The steep decline in bird populations revealed by the Cornell study and others brings the reality of a changing climate home for birders, particularly those who weren’t around to experience the relative abundance of decades gone by. “I have been acutely aware for most of my life that my personal experience of nature is very far removed from that of others who came before me,” says Rebecca Reader-Lee, a 22-year-old birder and biology major at the University of Victoria. “Even a conversation with childhood mentors or a glance at historical field notes shows a completely different world, to the point where sometimes it feels just as disconnected from today as hearing about when dinosaurs roamed the Earth.”

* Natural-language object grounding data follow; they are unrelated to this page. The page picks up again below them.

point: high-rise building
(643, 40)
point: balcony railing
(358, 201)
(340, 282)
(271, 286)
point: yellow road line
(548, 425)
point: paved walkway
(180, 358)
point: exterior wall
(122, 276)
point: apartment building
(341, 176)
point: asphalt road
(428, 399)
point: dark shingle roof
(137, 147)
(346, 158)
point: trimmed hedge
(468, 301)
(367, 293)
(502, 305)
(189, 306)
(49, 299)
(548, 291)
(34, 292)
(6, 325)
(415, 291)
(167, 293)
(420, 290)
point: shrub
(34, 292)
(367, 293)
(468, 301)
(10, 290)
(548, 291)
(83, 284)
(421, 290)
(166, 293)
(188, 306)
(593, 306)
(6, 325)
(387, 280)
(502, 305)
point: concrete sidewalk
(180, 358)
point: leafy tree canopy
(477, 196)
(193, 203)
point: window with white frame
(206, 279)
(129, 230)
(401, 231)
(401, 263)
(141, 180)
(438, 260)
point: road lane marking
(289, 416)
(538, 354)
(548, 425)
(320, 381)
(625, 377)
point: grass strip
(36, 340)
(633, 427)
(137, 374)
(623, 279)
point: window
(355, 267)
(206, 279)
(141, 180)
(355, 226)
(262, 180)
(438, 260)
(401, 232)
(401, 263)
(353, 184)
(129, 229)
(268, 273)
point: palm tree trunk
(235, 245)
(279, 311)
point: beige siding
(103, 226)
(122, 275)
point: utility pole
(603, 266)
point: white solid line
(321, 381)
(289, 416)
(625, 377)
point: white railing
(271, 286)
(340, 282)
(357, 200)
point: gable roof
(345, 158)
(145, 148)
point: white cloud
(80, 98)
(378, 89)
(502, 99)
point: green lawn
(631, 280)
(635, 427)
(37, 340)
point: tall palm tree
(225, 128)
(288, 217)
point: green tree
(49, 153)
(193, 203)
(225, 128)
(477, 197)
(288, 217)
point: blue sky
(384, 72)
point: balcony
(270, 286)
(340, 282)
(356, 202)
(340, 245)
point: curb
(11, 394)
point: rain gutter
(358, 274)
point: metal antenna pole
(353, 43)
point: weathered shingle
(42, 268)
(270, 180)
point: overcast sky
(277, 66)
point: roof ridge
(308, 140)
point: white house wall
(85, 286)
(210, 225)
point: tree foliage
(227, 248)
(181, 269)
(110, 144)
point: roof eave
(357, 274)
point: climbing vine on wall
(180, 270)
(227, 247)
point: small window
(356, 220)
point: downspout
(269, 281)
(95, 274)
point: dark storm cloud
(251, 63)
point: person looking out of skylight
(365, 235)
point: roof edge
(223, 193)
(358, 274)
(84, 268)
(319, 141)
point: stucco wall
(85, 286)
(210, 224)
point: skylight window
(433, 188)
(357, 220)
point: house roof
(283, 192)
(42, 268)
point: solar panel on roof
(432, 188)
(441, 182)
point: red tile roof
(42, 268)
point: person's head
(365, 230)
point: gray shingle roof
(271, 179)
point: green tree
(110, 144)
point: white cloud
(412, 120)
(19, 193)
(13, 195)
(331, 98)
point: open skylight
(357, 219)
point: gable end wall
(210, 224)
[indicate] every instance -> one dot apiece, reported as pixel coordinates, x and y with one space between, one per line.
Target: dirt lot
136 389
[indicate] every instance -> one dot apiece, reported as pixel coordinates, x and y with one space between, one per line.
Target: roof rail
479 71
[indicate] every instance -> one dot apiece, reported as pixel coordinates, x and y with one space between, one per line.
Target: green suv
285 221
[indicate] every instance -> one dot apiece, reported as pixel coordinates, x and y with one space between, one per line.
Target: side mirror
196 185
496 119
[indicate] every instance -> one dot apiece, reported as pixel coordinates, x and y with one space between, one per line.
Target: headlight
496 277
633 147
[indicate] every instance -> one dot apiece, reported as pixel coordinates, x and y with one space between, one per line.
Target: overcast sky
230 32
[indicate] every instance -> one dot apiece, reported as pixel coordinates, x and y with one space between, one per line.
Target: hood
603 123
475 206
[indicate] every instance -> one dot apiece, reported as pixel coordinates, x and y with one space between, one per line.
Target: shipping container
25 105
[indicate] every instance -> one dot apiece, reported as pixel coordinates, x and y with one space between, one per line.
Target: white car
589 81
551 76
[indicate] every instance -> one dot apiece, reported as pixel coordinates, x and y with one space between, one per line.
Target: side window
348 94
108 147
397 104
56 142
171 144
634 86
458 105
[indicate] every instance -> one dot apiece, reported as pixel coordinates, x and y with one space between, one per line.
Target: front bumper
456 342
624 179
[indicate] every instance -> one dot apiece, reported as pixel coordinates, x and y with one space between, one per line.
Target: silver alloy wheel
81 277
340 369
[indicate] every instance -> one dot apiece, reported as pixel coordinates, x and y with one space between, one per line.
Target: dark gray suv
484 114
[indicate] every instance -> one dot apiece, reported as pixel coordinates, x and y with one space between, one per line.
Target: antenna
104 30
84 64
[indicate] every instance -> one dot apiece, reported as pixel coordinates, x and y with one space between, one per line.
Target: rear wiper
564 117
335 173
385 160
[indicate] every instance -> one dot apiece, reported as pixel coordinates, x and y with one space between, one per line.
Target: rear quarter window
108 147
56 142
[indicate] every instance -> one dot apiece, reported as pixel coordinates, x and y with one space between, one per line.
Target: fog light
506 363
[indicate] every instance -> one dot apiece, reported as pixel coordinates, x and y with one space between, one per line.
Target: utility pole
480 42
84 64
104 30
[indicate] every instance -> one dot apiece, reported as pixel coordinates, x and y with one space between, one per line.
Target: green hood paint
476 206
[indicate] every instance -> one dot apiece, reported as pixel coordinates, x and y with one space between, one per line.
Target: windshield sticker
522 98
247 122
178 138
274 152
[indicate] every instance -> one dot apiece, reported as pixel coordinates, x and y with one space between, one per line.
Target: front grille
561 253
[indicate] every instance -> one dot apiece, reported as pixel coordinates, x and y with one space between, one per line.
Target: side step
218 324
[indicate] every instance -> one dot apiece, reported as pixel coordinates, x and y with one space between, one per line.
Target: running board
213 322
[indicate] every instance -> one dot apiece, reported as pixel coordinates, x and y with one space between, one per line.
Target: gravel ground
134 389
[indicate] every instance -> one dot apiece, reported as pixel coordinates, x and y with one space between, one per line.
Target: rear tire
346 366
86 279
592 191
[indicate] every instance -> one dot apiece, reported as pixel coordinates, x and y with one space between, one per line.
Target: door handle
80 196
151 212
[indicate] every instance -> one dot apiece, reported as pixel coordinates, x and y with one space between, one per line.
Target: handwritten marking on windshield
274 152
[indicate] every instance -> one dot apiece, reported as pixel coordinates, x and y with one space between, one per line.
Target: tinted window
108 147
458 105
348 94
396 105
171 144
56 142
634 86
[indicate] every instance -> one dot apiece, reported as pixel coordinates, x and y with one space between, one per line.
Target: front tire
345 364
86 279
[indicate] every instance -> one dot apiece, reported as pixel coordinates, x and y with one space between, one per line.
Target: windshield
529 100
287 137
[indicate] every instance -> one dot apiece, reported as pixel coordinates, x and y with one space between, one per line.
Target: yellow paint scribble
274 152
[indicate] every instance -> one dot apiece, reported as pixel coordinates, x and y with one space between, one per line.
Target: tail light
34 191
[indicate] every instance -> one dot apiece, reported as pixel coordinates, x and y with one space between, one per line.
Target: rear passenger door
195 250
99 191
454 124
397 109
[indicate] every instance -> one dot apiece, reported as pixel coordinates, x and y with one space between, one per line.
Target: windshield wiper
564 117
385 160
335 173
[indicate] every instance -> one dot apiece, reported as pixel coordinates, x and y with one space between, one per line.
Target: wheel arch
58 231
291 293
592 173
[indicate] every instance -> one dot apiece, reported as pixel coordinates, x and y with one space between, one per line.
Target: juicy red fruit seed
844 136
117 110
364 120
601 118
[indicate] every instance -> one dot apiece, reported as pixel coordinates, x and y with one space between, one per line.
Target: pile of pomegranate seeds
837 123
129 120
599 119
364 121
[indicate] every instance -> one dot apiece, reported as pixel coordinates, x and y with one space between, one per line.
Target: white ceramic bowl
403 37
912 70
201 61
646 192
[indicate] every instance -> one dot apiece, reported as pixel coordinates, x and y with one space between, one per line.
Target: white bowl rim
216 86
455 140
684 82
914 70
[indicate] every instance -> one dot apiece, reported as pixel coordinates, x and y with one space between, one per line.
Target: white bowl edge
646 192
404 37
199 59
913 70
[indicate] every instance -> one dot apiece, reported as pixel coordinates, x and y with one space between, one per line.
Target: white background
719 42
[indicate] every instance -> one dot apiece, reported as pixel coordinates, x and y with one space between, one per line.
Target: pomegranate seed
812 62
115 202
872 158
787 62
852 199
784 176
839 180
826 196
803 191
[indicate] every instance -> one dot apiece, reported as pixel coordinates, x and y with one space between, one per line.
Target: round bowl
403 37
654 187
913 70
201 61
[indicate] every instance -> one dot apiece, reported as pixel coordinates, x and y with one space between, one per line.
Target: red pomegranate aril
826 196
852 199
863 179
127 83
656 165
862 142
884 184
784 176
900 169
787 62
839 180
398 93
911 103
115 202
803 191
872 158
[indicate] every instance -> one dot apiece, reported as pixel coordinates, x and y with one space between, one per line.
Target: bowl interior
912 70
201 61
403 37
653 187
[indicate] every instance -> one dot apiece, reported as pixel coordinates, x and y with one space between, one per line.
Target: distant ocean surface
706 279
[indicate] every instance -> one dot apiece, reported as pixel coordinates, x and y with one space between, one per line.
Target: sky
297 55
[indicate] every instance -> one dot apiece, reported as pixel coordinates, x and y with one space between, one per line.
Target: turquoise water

Baltimore oriole. JODY ALLAIR/HANDOUT

For every disheartening statistic about the decline of bird populations, however, there are actions birders and non-birders alike can take to mitigate the effects of climate change and benefit Canadian biodiversity in all its forms. Along with the perennial plea to keep cats indoors (domestic cats are believed to kill upward of two billion birds each year in North America alone) Birds Canada provides resources for how to plant and maintain a bird-friendly habitat in your backyard and put up window treatments to prevent bird strikes at home.

“You do not have to be an expert or dedicate all your time and effort to have a positive impact,” adds Reader-Lee. “Personal action within your means, political literacy and action, and elevating the voices of others who have expertise are very important factors in our ability to combat a large and complex issue like climate change.”